Eh bien, tu as bien raison ! Cela reste une reconstitution historique intéressante, basée sur de la documentation réelle, avec une vision de la révolution française nouvelle (pour moi en tout cas), ce qui en fait un livre qui mérite vraiment qu’on s’y arrête.
Malgré ton avis en demi-teinte, il m’intéresse toujours !
Tu as raison d’être intéressée, c’est un livre intéressant !
C’est bizarre qu’avec toutes ces qualités, ce soit un livre ennuyeux ! Mais c’est vrai que c’est difficile parfois pour un écrivain de trouver le juste milieu entre le documentaire et le roman.
Ses qualités sont justement là pour rattraper les passages rébarbatifs 😉
Entièrement d’accord sur l’intérêt du livre, sur la démarche, et le style qui correspond parfaitement au fond. Mais je me suis ennuyée, et encore plus que toi car j’ai mis longtemps à le terminer (malgré sa taille), l’entrecoupant d’autres lectures car je n’y prenais aucun plaisir… une rencontre ratée pour moi !
Je ne peux que te comprendre … Mon ennui n’a pas été permanent, mais c’est vrai qu’il a bien été présent quand même.
C’est un livre que j’ai beaucoup aimé mais effectivement, j’ai eu quelques baisses de concentration à cause d’énumérations et de détails que j’ai trouvés un peu barbants
Je vois que l’on partage la même impression, ça me rassure 🙂
Cette lecture ne me tente pas.
Une autre te tentera mieux bientôt 🙂
J’aurais sans doute partagé tes réserves si le livre avait été plus long.
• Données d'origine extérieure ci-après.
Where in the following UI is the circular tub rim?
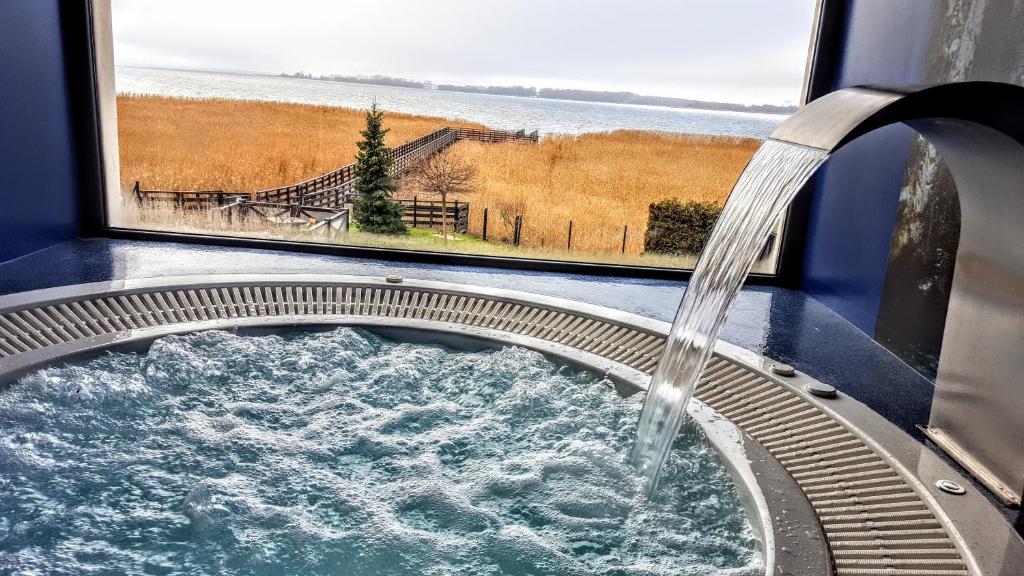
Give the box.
[0,274,1013,576]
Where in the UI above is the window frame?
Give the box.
[60,0,846,286]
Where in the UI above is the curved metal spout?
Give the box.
[771,82,1024,153]
[771,82,1024,505]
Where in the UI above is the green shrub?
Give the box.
[643,198,722,255]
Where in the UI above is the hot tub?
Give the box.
[0,275,980,575]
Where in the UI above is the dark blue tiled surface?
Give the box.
[0,240,933,436]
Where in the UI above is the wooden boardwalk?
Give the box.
[132,127,540,224]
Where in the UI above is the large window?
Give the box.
[98,0,815,273]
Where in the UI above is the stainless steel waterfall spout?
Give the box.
[771,82,1024,505]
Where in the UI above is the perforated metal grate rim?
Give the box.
[0,282,969,576]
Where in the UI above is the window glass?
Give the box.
[111,0,815,273]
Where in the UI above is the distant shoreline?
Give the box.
[279,72,798,114]
[119,65,798,115]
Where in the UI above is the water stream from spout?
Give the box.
[631,140,828,491]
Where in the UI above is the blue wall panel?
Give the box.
[0,0,78,261]
[801,0,936,334]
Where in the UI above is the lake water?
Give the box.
[117,67,786,138]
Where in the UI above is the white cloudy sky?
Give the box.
[113,0,815,104]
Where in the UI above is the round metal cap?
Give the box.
[769,364,797,376]
[804,382,838,398]
[935,480,967,496]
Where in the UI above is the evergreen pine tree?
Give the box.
[353,102,406,234]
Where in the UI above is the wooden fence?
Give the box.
[397,198,469,234]
[455,128,541,143]
[131,180,249,210]
[132,127,540,208]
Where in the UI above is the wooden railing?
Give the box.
[131,180,249,210]
[396,198,469,234]
[455,128,541,143]
[132,127,540,226]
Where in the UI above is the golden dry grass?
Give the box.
[118,95,760,265]
[419,131,761,254]
[118,94,482,192]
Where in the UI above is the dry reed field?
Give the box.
[118,94,483,192]
[118,95,760,265]
[436,131,761,254]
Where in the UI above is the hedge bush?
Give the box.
[643,198,722,255]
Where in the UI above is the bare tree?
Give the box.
[406,150,476,242]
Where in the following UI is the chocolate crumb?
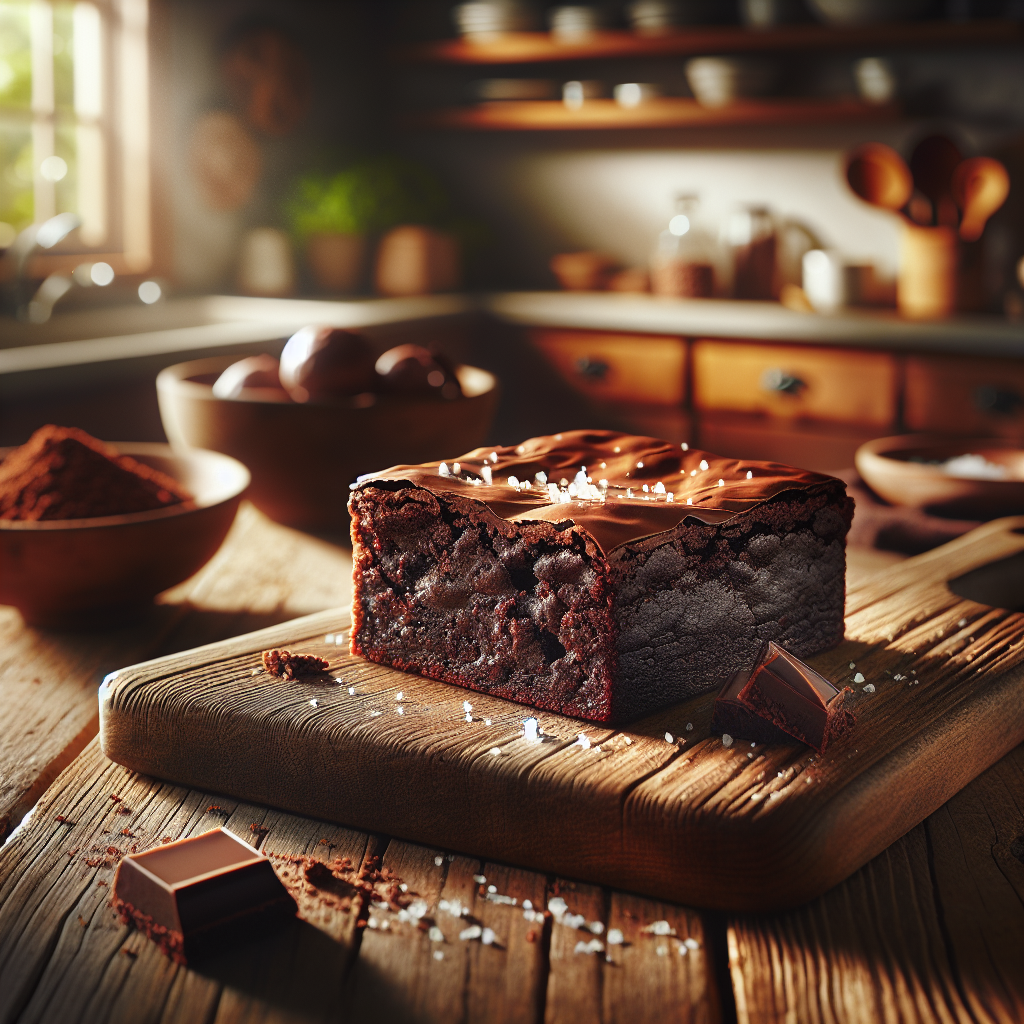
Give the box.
[261,647,330,680]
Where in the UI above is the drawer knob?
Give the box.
[577,355,611,381]
[761,368,807,394]
[974,384,1024,416]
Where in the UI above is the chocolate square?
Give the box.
[712,640,855,753]
[114,828,297,964]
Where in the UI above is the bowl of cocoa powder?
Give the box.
[0,426,249,628]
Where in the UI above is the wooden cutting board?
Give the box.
[99,517,1024,910]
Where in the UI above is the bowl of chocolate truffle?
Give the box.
[0,425,249,628]
[854,434,1024,519]
[157,327,499,535]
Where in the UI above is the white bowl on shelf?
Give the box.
[807,0,931,25]
[452,0,539,41]
[686,57,776,106]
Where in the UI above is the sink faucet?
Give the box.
[3,213,82,323]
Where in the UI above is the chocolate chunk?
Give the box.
[114,828,297,964]
[261,647,330,679]
[711,640,856,753]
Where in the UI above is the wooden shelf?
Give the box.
[397,20,1024,65]
[410,97,900,131]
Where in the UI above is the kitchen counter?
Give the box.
[479,292,1024,357]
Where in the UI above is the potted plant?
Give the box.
[287,156,466,295]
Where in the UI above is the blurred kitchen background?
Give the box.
[0,0,1024,516]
Mais il est très bref et produit, je trouve, une sorte de fulgurance qui m’a permis de beaucoup l’apprécier.
C’est vrai qu’il est très bref, et la longueur choisie lui convient tout à fait.
Grand grand plaisir hier d’échanger avec lui aux Rendez-Vous de l’Histoire. Il a lu le passage des noms, cette incroyable (et osée littérairement parlant) liste de quelques-uns de ceux qui ont participé à cette journée : elle prend encore plus de sens dans sa bouche, elle fait monde,foule, présence incarnée. Ah, que j’ai aimé ce livre !
J’aurais du entendre la lecture de cette liste, je suis certaine que cela m’aurait donné une autre vision de ce texte ! Je n’ai pas ressenti à la lecture cette impression de foule, de présence incarnée, mais seulement de liste un peu répétitive …
Je comprends, mais cette liste est tirée d’une liste existante, j’ai pris ça comme un hommage à tous ces humbles pour une fois connus par des archives, et puis si on regarde les détails, que de métiers disparus, de noms encore dans l’annuaire de nos jours, et puis vuillard de temps en temps intervient par une remarque.
Tu as raison, c’est en effet un hommage et je trouve la démarche louable et intéressante. La difficulté avec un corpus existant, est pour moi toujours la même : ne pas être dans la « copie » de l’archive, d’en rendre la substance en restant intéressant. Cela m’a paru un peu à côté, mais j’ai aimé aussi voir les métiers disparus. Que de paradoxes 😉
Je n’ai jamais lu cet auteur. J’ai noté ce titre pour le découvrir. Ce que tu en dis me refroidit un peu toutefois.
C’est très bien écrit, mais je me suis lassée de certains passages, vraiment malgré moi.